Incident Response in Azure: KQL, Playbooks & SOAR

Incident Response Lifecycle in Azure

1. Detection: Analytics rule fires, Alert created, Incident created (if grouping is on)
2. Triage: Analyst reviews incident, assigns severity, sets status (New to Active)
3. Investigation: KQL queries in the workspace, entity timeline, threat intelligence correlation
4. Containment: Isolate VM, block user, revoke tokens: manual or automated
5. Remediation: Root cause fix: patch, reconfiguration, policy update
6. Documentation: Close incident, record findings, update detection rules

KQL Basics for the Exam

The exam expects you to read and understand KQL, not write complex queries from scratch. Key operators:

// Find failed sign-ins from a specific IP
SigninLogs
| where ResultType != 0
| where IPAddress == "1.2.3.4"
| summarize count() by UserPrincipalName, bin(TimeGenerated, 1h)
| order by count_ desc

Key KQL operators to recognise: where, project, summarize, join, extend, render, order by, bin().

Logic App Playbooks

Playbooks are Logic Apps triggered by Sentinel alerts or incidents.
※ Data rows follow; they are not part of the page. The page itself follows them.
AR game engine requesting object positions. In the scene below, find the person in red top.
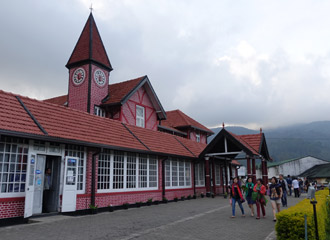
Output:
[253,178,266,219]
[230,177,245,218]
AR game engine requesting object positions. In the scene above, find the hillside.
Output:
[209,121,330,161]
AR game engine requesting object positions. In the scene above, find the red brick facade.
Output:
[120,87,157,131]
[0,197,25,219]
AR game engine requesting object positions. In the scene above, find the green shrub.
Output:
[275,190,330,240]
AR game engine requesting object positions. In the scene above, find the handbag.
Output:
[251,192,258,201]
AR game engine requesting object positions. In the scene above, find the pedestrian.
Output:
[245,177,256,217]
[299,178,304,195]
[230,177,245,218]
[278,174,288,207]
[304,178,309,193]
[252,178,267,219]
[269,177,283,222]
[286,175,292,196]
[292,178,300,198]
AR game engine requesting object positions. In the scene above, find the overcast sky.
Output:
[0,0,330,128]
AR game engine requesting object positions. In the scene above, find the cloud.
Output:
[0,0,330,127]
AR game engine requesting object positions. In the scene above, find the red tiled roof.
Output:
[44,76,145,105]
[231,159,241,165]
[0,91,206,157]
[230,132,262,155]
[162,110,213,134]
[0,90,43,134]
[67,13,112,70]
[44,95,68,106]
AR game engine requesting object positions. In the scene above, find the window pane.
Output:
[0,137,28,193]
[139,154,148,188]
[126,153,136,188]
[113,151,124,189]
[149,156,158,187]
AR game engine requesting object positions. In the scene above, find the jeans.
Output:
[256,200,266,218]
[231,198,244,216]
[288,184,292,196]
[281,191,288,207]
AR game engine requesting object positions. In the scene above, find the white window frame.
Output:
[215,164,221,186]
[135,105,146,128]
[63,144,87,194]
[97,150,159,193]
[165,159,192,189]
[196,133,201,142]
[94,105,105,117]
[195,162,205,187]
[0,137,30,198]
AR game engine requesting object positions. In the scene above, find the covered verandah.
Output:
[199,127,271,196]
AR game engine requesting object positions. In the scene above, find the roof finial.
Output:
[89,1,93,13]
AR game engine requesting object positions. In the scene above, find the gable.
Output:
[121,86,157,131]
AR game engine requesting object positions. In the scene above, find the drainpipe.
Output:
[162,158,168,199]
[91,149,102,206]
[191,161,196,195]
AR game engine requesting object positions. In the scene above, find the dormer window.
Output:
[94,106,105,117]
[136,105,145,128]
[196,133,201,142]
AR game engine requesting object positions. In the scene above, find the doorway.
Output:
[42,156,61,213]
[32,155,61,214]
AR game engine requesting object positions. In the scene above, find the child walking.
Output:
[245,177,256,217]
[230,177,245,218]
[253,178,266,219]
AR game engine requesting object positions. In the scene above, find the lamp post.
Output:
[311,198,319,240]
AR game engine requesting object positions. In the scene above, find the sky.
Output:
[0,0,330,129]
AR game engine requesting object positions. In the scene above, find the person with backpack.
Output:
[230,177,245,218]
[245,177,256,217]
[269,177,283,222]
[286,175,292,196]
[252,178,267,219]
[278,174,288,207]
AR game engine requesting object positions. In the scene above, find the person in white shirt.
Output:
[292,178,300,197]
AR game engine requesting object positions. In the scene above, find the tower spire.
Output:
[66,13,113,71]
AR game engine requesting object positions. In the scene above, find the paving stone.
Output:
[0,197,303,240]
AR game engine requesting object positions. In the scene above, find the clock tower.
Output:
[66,13,112,114]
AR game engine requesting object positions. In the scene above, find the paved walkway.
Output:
[0,194,302,240]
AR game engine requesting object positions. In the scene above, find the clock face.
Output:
[72,68,86,85]
[94,69,105,87]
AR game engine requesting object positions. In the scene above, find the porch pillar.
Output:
[205,157,211,197]
[212,158,217,195]
[220,165,225,194]
[225,161,228,193]
[246,156,252,177]
[252,158,257,183]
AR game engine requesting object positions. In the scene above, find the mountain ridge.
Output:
[208,121,330,161]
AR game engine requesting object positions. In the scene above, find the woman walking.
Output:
[253,178,266,219]
[245,177,256,217]
[230,177,245,218]
[269,177,283,222]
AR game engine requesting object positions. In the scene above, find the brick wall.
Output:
[68,64,88,112]
[68,64,109,114]
[90,65,109,113]
[121,87,157,131]
[0,197,25,218]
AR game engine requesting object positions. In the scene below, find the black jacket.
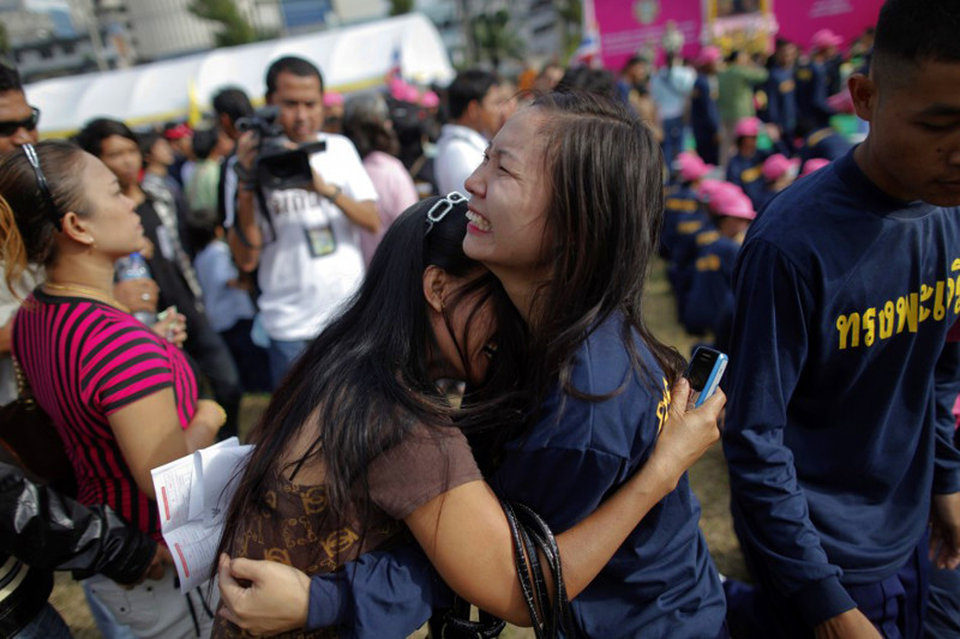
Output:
[0,462,156,637]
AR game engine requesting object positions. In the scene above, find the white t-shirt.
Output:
[433,124,489,195]
[257,133,377,341]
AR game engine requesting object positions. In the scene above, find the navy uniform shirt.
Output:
[308,316,726,639]
[727,150,767,210]
[796,60,834,128]
[724,152,960,625]
[683,231,740,351]
[800,126,851,162]
[766,66,797,138]
[660,184,707,260]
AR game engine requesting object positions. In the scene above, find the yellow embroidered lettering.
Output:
[657,378,672,433]
[920,284,933,322]
[880,301,895,339]
[933,280,947,322]
[863,307,877,346]
[837,313,860,351]
[897,293,919,333]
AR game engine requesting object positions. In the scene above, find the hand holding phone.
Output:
[683,346,727,408]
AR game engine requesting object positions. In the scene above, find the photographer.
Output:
[229,57,380,385]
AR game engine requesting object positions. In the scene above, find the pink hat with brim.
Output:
[710,184,757,220]
[673,151,713,182]
[763,153,800,182]
[323,91,343,106]
[696,45,723,66]
[733,117,762,138]
[800,158,830,177]
[163,124,193,140]
[420,91,440,109]
[810,29,843,49]
[697,178,728,202]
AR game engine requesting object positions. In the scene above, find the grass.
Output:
[50,261,747,639]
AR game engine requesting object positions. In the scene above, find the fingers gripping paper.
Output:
[151,437,253,592]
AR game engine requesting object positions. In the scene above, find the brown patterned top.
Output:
[211,426,481,639]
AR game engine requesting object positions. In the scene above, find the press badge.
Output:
[303,224,337,258]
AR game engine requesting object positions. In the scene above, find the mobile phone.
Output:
[683,346,727,408]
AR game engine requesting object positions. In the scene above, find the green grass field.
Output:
[51,261,746,639]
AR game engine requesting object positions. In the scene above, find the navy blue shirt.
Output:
[766,66,797,136]
[727,150,767,210]
[660,185,708,263]
[690,73,720,133]
[682,233,740,350]
[310,318,726,638]
[724,152,960,625]
[796,60,834,127]
[800,126,852,162]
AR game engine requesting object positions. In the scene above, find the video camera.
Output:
[236,107,327,189]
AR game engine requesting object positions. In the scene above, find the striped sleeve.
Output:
[80,320,174,416]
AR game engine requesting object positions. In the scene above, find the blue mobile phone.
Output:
[683,346,727,408]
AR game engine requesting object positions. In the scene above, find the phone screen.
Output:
[683,346,720,392]
[683,346,727,407]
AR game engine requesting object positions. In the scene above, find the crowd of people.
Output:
[0,0,960,639]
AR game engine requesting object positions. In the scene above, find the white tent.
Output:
[25,14,454,137]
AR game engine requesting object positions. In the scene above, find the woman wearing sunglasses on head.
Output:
[220,93,726,638]
[0,142,225,638]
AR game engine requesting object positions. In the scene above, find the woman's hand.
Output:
[113,277,160,313]
[219,554,310,635]
[150,306,187,348]
[647,377,727,490]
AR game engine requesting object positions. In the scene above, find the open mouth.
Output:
[467,209,490,231]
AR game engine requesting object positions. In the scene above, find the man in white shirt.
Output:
[229,56,380,386]
[434,69,504,195]
[650,52,697,166]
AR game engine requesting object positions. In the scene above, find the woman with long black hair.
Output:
[215,182,722,636]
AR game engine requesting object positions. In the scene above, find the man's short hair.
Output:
[0,62,23,93]
[74,118,140,157]
[266,55,323,100]
[447,69,500,120]
[213,87,253,123]
[873,0,960,73]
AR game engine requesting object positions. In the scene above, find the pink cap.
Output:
[763,153,800,182]
[696,44,723,66]
[163,123,193,140]
[710,183,757,220]
[673,151,713,182]
[733,117,762,138]
[420,91,440,109]
[800,158,830,177]
[810,29,843,49]
[323,91,343,106]
[697,178,725,202]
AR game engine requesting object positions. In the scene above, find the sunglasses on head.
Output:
[0,107,40,138]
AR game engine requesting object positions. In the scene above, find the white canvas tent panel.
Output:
[25,14,454,136]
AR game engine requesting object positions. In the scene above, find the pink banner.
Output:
[774,0,883,49]
[594,0,703,71]
[600,0,883,71]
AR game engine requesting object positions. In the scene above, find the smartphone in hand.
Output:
[683,346,727,408]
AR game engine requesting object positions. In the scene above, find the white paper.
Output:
[151,437,253,592]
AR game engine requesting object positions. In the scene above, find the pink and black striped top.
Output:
[13,288,197,541]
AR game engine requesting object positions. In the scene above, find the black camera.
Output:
[236,107,327,189]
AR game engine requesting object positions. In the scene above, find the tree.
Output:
[557,0,583,58]
[189,0,257,47]
[473,9,524,69]
[390,0,414,16]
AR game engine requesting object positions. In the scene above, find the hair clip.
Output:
[423,191,468,237]
[20,144,61,228]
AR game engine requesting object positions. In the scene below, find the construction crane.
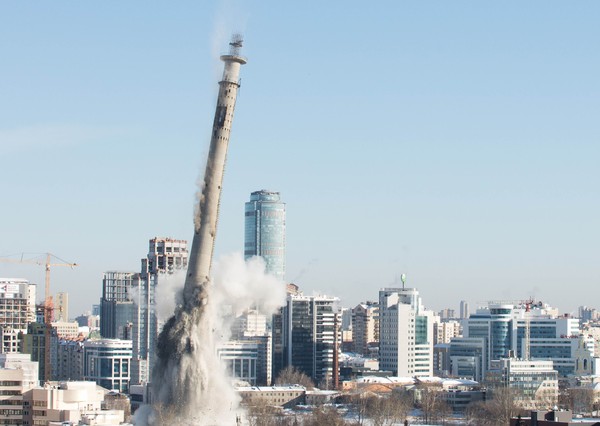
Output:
[0,253,77,382]
[522,298,534,361]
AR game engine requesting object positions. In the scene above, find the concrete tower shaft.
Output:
[183,40,246,306]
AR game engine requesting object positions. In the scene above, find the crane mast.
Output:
[0,253,77,382]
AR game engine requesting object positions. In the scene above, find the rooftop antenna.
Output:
[229,33,244,56]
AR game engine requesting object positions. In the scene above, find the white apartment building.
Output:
[433,316,460,345]
[486,358,558,409]
[379,288,434,377]
[55,337,85,380]
[24,382,125,426]
[83,339,132,392]
[131,237,189,384]
[0,353,39,425]
[0,278,36,353]
[352,302,379,356]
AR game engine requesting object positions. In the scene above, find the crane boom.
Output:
[0,253,77,381]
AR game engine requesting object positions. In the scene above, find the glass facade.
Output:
[244,190,285,281]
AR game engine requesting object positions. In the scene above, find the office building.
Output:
[460,300,471,319]
[0,278,36,353]
[52,292,69,322]
[379,288,434,377]
[486,358,558,409]
[244,189,285,281]
[230,309,273,386]
[273,294,340,388]
[0,353,39,425]
[83,339,131,392]
[352,302,379,356]
[20,322,58,380]
[100,271,140,340]
[23,382,125,426]
[55,336,85,381]
[449,337,488,382]
[450,301,579,380]
[131,237,189,384]
[433,316,460,345]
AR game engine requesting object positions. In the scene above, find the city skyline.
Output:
[0,1,600,315]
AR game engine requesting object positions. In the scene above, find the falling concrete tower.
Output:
[184,36,246,304]
[149,36,246,425]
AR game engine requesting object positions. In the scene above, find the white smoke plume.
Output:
[134,253,285,426]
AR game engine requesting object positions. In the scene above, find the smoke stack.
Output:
[183,35,246,306]
[151,36,246,425]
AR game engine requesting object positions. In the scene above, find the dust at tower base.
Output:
[152,36,246,424]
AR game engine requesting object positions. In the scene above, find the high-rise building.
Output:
[131,237,188,384]
[23,381,125,425]
[433,317,460,345]
[0,278,36,353]
[0,353,39,425]
[100,271,140,340]
[460,300,471,319]
[379,288,434,377]
[486,358,558,409]
[56,336,85,380]
[450,302,580,377]
[83,339,131,392]
[352,302,379,356]
[244,189,285,281]
[273,294,341,388]
[53,292,69,322]
[227,309,273,386]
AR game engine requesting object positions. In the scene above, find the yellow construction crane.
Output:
[0,253,77,381]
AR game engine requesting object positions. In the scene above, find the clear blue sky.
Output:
[0,1,600,316]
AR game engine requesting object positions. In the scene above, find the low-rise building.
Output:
[236,385,306,408]
[486,358,558,409]
[24,382,124,426]
[83,339,132,392]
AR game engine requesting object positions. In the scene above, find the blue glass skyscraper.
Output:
[244,189,285,281]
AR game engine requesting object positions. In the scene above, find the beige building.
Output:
[352,302,379,356]
[433,317,461,345]
[54,293,69,322]
[0,353,38,425]
[24,382,124,426]
[52,321,79,339]
[236,385,306,408]
[0,278,36,353]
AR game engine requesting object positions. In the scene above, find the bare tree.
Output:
[569,388,595,414]
[302,406,348,426]
[419,386,452,423]
[465,387,525,426]
[275,366,315,389]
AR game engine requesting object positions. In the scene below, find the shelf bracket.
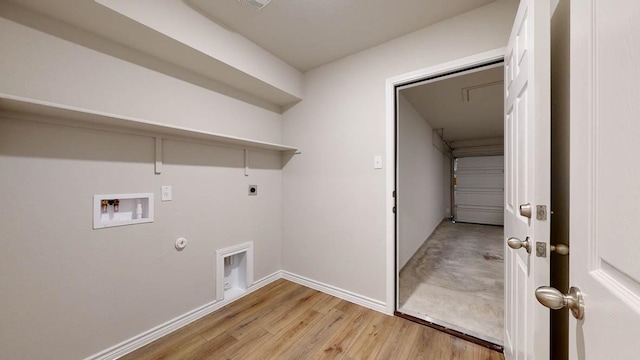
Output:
[155,136,162,174]
[244,149,249,176]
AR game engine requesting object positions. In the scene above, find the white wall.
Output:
[397,95,449,270]
[283,1,517,302]
[0,12,282,359]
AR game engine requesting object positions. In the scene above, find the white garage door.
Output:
[454,156,504,225]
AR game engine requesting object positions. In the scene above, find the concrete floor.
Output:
[399,221,504,345]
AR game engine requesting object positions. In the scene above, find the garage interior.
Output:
[396,62,504,346]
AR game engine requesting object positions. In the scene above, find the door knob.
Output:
[536,286,584,320]
[507,236,531,254]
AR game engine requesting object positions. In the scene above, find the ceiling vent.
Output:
[238,0,271,11]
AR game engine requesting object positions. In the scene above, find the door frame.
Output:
[385,47,506,314]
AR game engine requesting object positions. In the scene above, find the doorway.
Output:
[395,59,504,349]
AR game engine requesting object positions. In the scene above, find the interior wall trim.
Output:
[84,270,384,360]
[85,271,282,360]
[282,270,392,315]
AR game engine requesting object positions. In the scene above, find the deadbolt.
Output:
[507,236,531,254]
[536,286,584,320]
[520,203,531,219]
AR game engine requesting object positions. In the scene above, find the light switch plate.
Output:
[162,185,171,201]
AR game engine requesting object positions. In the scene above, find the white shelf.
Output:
[0,93,297,153]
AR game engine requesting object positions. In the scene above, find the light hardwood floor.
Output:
[121,280,504,360]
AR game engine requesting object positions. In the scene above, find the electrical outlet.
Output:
[162,185,171,201]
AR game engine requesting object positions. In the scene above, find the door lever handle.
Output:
[520,203,531,219]
[551,244,569,255]
[507,236,531,254]
[536,286,584,320]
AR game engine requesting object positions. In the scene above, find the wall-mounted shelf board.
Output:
[0,93,297,153]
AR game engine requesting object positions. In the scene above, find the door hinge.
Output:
[536,241,547,257]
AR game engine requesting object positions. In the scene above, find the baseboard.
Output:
[282,270,392,315]
[85,270,384,360]
[85,271,282,360]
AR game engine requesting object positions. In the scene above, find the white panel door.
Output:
[569,0,640,359]
[454,156,504,225]
[504,0,551,360]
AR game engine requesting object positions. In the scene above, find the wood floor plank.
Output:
[377,318,422,360]
[121,280,504,360]
[247,309,323,360]
[346,312,393,359]
[282,309,345,359]
[313,301,371,360]
[201,278,308,340]
[222,328,274,360]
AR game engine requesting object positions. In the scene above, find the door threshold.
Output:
[393,311,504,354]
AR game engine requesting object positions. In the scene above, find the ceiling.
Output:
[0,0,496,111]
[401,66,504,142]
[186,0,495,72]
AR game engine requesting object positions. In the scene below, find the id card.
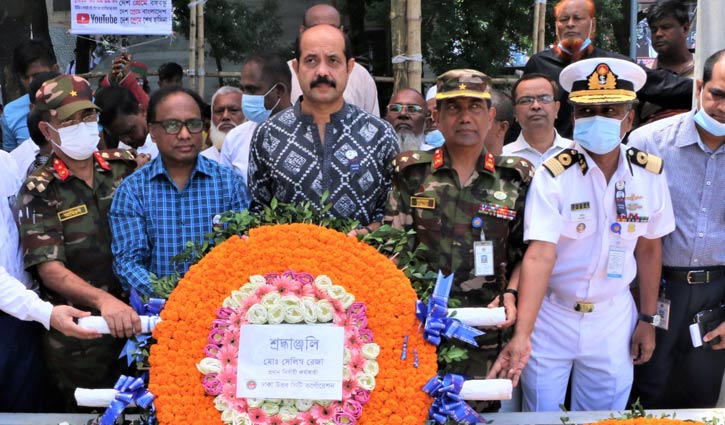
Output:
[473,241,493,276]
[657,298,670,330]
[607,247,627,279]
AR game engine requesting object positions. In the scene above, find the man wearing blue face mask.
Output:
[489,58,675,411]
[524,0,692,138]
[629,50,725,409]
[219,53,292,181]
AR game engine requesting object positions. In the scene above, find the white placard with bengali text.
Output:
[70,0,172,35]
[237,325,345,401]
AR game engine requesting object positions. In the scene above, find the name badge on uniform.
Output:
[571,202,591,222]
[607,247,627,279]
[473,241,493,276]
[58,204,88,221]
[410,196,435,210]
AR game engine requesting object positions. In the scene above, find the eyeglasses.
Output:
[388,103,423,114]
[516,94,554,106]
[58,112,98,128]
[151,118,204,134]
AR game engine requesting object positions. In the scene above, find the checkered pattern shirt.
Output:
[109,155,249,295]
[248,102,398,225]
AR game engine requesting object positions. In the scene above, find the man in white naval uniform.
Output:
[489,58,675,411]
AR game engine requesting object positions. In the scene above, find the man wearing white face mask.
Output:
[16,75,141,411]
[219,53,292,181]
[524,0,692,138]
[629,50,725,409]
[489,58,675,411]
[200,86,244,162]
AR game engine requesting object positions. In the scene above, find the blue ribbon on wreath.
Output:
[423,373,483,424]
[99,374,155,425]
[118,288,166,366]
[415,270,485,347]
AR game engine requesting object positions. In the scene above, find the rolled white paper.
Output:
[448,307,506,326]
[74,388,136,407]
[78,316,161,334]
[459,379,513,400]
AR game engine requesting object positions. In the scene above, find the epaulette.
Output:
[542,149,588,177]
[393,151,433,173]
[23,164,55,194]
[496,156,536,183]
[627,148,665,174]
[98,149,136,161]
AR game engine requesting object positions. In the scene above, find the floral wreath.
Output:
[149,224,437,424]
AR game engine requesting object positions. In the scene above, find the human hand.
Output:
[631,321,655,365]
[702,322,725,350]
[50,305,101,339]
[99,295,141,338]
[487,292,517,329]
[486,333,531,387]
[108,54,131,82]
Common patterns:

• On high-severity alert: post to Teams channel plus page on-call
• On user account alert: disable Entra ID account, force sign-out of all sessions
• On malicious IP alert: add IP to Named Location block list in Conditional Access

Exam tip: Playbooks require a Logic App plus an automation rule in Sentinel to connect them. The automation rule specifies trigger conditions.

Automation Rules

Automation rules run before playbooks and can:

• Auto-assign incidents to an analyst
• Auto-tag incidents with labels
• Auto-close known-false-positive patterns
• Trigger a playbook

Order of execution: Automation rules run in priority order (lowest number first) and can be stopped mid-chain.